This guide shows you how to add a custom optimizer to DeepFense.
Optimizers in DeepFense are registered functions that create PyTorch optimizer instances. They must be registered with @register_optimizer in the registry file. Optimizers are typically wrappers around PyTorch's built-in optimizers with custom parameter configurations.
Add your optimizer to deepfense/training/optimizers/utils.py:
import torch
from deepfense.utils.registry import register_optimizer
@register_optimizer("my_optimizer")
def MyOptimizer(params, config):
"""
Custom optimizer builder function.
Args:
params: Model parameters (iterable) to optimize
config: Dictionary containing optimizer configuration
- lr: Learning rate (required)
- momentum: Momentum parameter (optional)
- weight_decay: Weight decay (optional)
- Other optimizer-specific parameters
Returns:
PyTorch optimizer instance
"""
lr = config.get("lr", 0.001)
momentum = config.get("momentum", 0.9)
weight_decay = config.get("weight_decay", 1e-4)
nesterov = config.get("nesterov", False)
# Create and return optimizer
return torch.optim.SGD(
params,
lr=lr,
momentum=momentum,
weight_decay=weight_decay,
nesterov=nesterov
)Alternatively, if you prefer to keep it in the main registry file, add it to deepfense/utils/registry.py at the end of the file (before any existing optimizer registrations, or in a dedicated section).
The optimizer is automatically registered when the module is imported.

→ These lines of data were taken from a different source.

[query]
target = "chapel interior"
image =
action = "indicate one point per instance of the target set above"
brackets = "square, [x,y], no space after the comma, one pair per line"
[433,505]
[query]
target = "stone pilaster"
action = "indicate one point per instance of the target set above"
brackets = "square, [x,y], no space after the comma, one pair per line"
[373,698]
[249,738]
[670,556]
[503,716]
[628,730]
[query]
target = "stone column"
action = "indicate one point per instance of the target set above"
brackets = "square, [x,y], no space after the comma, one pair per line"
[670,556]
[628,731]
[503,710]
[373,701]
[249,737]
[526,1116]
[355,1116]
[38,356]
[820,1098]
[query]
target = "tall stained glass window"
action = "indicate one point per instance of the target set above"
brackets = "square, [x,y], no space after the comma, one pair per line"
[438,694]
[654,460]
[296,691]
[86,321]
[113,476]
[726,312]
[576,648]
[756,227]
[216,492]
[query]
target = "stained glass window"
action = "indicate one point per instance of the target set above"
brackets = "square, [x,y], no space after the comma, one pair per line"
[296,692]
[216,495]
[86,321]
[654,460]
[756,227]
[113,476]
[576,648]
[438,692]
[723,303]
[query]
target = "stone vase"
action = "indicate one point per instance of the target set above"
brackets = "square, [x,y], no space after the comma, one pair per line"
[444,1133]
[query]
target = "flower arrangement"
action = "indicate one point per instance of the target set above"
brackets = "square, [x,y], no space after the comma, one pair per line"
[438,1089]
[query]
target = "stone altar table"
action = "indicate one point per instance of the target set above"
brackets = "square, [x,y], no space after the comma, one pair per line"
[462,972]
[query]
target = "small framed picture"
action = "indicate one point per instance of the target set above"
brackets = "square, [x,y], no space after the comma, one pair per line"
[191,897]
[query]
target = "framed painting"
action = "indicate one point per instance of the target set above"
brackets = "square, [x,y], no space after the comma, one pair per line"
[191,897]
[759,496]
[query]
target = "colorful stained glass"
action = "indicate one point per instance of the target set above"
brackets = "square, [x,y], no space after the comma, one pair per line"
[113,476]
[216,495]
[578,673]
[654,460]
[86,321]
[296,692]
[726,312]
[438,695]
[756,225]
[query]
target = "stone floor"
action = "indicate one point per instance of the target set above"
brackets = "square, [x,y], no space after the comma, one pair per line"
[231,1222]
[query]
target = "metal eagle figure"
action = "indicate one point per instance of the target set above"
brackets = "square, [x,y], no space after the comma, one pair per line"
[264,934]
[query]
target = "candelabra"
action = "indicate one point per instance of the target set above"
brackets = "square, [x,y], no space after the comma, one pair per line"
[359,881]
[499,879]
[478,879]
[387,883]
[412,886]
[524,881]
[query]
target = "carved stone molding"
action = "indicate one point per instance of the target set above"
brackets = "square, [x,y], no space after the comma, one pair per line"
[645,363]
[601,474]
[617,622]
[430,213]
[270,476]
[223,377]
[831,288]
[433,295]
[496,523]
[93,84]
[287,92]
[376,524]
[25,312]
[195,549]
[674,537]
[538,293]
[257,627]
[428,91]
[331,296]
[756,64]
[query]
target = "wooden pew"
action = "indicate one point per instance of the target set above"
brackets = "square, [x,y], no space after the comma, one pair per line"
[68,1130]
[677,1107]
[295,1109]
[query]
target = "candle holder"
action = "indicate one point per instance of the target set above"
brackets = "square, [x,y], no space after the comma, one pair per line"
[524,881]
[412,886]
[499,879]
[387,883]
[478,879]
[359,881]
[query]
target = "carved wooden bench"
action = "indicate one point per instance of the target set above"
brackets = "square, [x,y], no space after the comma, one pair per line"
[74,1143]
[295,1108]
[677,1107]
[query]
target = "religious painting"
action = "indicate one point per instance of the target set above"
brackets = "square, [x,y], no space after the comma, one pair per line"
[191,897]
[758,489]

Check that it's registered:
deepfense list --component-type optimizersOr programmatically:
from deepfense.training.optimizers import utils # Import to register
from deepfense.utils.registry import OPTIMIZER_REGISTRY
# Check if registered
if "my_optimizer" in OPTIMIZER_REGISTRY:
print("Optimizer registered successfully!")
print("Available optimizers:", OPTIMIZER_REGISTRY.list())Use your optimizer in a YAML configuration file:
training:
optimizer:
type: "my_optimizer" # Your registered name
lr: 0.001
momentum: 0.9
weight_decay: 1e-4
nesterov: TrueHere's a complete example for SGD with custom parameter groups:
import torch
from deepfense.utils.registry import register_optimizer
@register_optimizer("custom_sgd")
def CustomSGDOptimizer(params, config):
"""
SGD optimizer with separate learning rates for different parameter groups.
Supports:
- Different learning rates for frontend/backend
- Layer-wise learning rates
- Custom momentum and weight decay
"""
base_lr = config.get("lr", 0.001)
momentum = config.get("momentum", 0.9)
weight_decay = config.get("weight_decay", 1e-4)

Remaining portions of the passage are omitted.